Shipping Movements in the Ports of the United Kingdom, 1871-1913
Armstrong, John, The Journal of Transport History
David J. Starkey (ed.), Shipping Movements in the Ports of the United Kingdom, 1871-1913: a statistical profile, University of Exeter Press, Exeter (1999), 396 pp., 45.00.
The heart of this book is a huge set of tables. They demonstrate the level of activity of the British shipping industry in the later nineteenth century. There are two types of table. The first gives, for each customs port of the UK, in alphabetical order, the registered tonnage of arriving and departing vessels, broken down by the part of the world they came from, or were going to. Some words of explanation may be needed. First, customs ports are stretches of coast rather than a particular town or village, and so small harbours may not have a separate entry but are incorporated into a nearby larger port. Secondly, the tonnage figures are not of cargo carried or even of cargo-carrying capacity but the registered tonnage of the ships. Thirdly, the origins and destinations of ships are not specific countries but broad geographical regions such as northern Europe or South America. The tables give the figures for every fifth year from 1871 to 1906 inclusive. In addition there are aggregate tables giving the total tonnage for the three separate constituents of the United Kingdom (England and Wales, Scotland and Ireland) and for the kingdom as a whole.
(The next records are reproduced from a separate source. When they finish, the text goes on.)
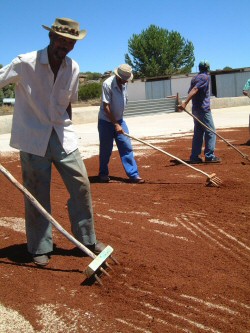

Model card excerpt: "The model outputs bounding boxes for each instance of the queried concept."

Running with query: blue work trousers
[98,119,139,178]
[20,130,96,254]
[190,110,216,160]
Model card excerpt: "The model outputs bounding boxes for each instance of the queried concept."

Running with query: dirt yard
[0,128,250,333]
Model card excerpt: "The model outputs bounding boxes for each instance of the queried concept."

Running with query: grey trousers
[20,130,96,254]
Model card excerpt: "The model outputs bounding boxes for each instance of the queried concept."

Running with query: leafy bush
[78,82,102,101]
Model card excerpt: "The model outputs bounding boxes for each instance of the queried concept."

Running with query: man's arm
[178,87,199,110]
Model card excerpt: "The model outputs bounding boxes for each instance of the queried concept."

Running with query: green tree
[125,25,195,77]
[78,82,102,101]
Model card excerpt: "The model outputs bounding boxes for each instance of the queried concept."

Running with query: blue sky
[0,0,250,73]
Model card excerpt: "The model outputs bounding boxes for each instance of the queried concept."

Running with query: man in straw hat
[0,18,105,266]
[178,60,221,164]
[98,64,144,184]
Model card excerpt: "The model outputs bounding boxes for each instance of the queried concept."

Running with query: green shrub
[78,82,102,101]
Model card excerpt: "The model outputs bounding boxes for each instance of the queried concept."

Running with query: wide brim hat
[42,18,87,40]
[114,64,133,81]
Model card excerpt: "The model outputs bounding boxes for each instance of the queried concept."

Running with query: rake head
[206,173,222,187]
[84,245,114,285]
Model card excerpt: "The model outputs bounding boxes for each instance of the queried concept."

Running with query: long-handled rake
[124,133,222,187]
[183,109,250,162]
[0,164,118,285]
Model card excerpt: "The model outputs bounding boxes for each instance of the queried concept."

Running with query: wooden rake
[183,109,250,162]
[0,164,118,285]
[124,133,222,187]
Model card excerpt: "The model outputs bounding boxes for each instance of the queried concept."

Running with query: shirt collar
[39,47,69,66]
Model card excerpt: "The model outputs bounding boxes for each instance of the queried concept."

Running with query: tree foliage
[125,25,195,77]
[78,82,102,101]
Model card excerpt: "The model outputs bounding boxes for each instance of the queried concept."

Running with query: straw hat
[114,64,133,81]
[42,18,87,40]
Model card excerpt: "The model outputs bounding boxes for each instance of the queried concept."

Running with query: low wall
[0,96,250,135]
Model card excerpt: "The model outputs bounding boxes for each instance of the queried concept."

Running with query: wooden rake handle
[0,163,96,259]
[124,133,213,178]
[183,109,250,161]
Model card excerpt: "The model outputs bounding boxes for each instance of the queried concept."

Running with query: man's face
[49,33,76,61]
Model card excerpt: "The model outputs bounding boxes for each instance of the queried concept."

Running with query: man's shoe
[32,254,50,266]
[189,157,203,164]
[205,156,222,163]
[99,176,110,183]
[129,177,145,184]
[86,242,107,256]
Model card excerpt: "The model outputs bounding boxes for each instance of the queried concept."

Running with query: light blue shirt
[98,75,128,122]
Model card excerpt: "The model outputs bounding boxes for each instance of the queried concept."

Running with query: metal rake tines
[207,173,222,187]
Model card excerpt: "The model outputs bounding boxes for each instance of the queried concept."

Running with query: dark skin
[48,32,76,119]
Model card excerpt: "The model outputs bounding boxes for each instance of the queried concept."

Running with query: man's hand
[115,123,124,134]
[178,102,187,111]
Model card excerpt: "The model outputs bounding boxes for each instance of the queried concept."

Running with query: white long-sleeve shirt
[0,48,79,156]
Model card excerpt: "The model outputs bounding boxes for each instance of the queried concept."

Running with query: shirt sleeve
[70,61,80,103]
[0,57,21,88]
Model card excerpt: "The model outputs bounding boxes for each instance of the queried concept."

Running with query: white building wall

The second set of tables record ship movements in each customs port in the UK for every year of the period 1873-1913. They state the number of ships, and their registered tonnage, entering and departing from each customs port, showing the foreign and coastal trades separately, and distinguishing those ships with cargo and the total of those with cargo and in ballast, so by subtraction the statistics of empty ships can be calculated. In addition, for every fifth year from 1876 to 1911, steamship numbers and tonnage are distinguished from sailing ships, so that the differential spread of steam technology in different ports can be monitored. There are also tables of the total number and tonnage of ships for each of England and Wales, Scotland and Ireland, for the UK as a whole and also for the Isle of Man and the Channel Islands, though there is no coastal trade for the last-named as they were deemed not to engage in it. …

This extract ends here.